I remembered the exhibit at the Milo Gallery because I just flat out liked the pictures and one in particular - titled: Family traveling northwest at 63 mph on Interstate 244 near Yale Avenue in Tulsa, Oklahoma, at approximately 4:15 p.m. on the last day of 1991 - is on my got-to-have-that-picture life-list.

Call me a victim of classic racial stereotyping, but when I first saw that picture, I damn near busted a gut L(ing)OL as a medley composed of the theme songs from Sanford and Son, The Jeffersons, and Good Times (dyn-o-mite!) spontaneously burst into my head. There might have even been a soft echo of Shaft rattling around in there somewhere as well. With apologies to Jimmi Nuffin, I just couldn't help myself.

In any event, what struck me, re: the Meyerowitz picture, was the recent Burdeny / Sze Tsung Leong "copycat or not" dust up.

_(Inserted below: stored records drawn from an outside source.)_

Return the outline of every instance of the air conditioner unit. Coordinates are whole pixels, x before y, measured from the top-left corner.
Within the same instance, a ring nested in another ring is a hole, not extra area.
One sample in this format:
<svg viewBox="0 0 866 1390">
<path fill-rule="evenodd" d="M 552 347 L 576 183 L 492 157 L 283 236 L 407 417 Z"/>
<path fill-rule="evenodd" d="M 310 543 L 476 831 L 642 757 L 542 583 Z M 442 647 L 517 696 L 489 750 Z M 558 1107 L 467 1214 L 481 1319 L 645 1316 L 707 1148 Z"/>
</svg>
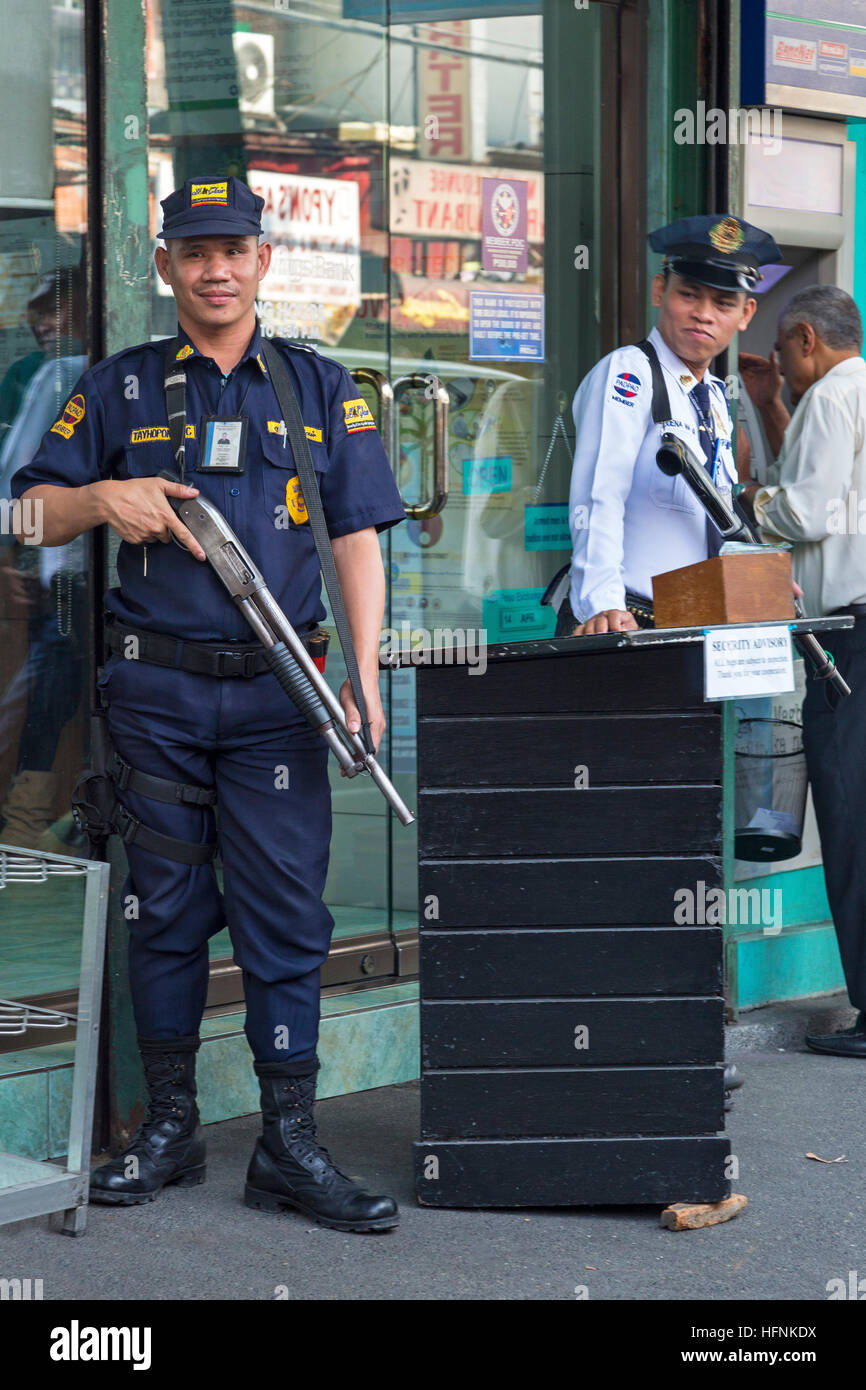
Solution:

To my knowledge, there has never been any indication of any issue about the extreme similarity between the Meyerowitz From the Car work and the Andrew Bush Vector Portraits work. Meyerowitz' pictures were made a decade-and-a-half prior to Bush's and I have no indication that Bush was influenced in any way by - or even aware of - the Meyerowitz From the Car series. However, the similarity between the works is remarkable.

See more of the Andrew Bush Vector Portraits (aka, Drive) work HERE. Unfortunately, I can find no indication that the Meyerowitz From the Car series, other than bits and pieces / here and there, is anywhere to be found on the web.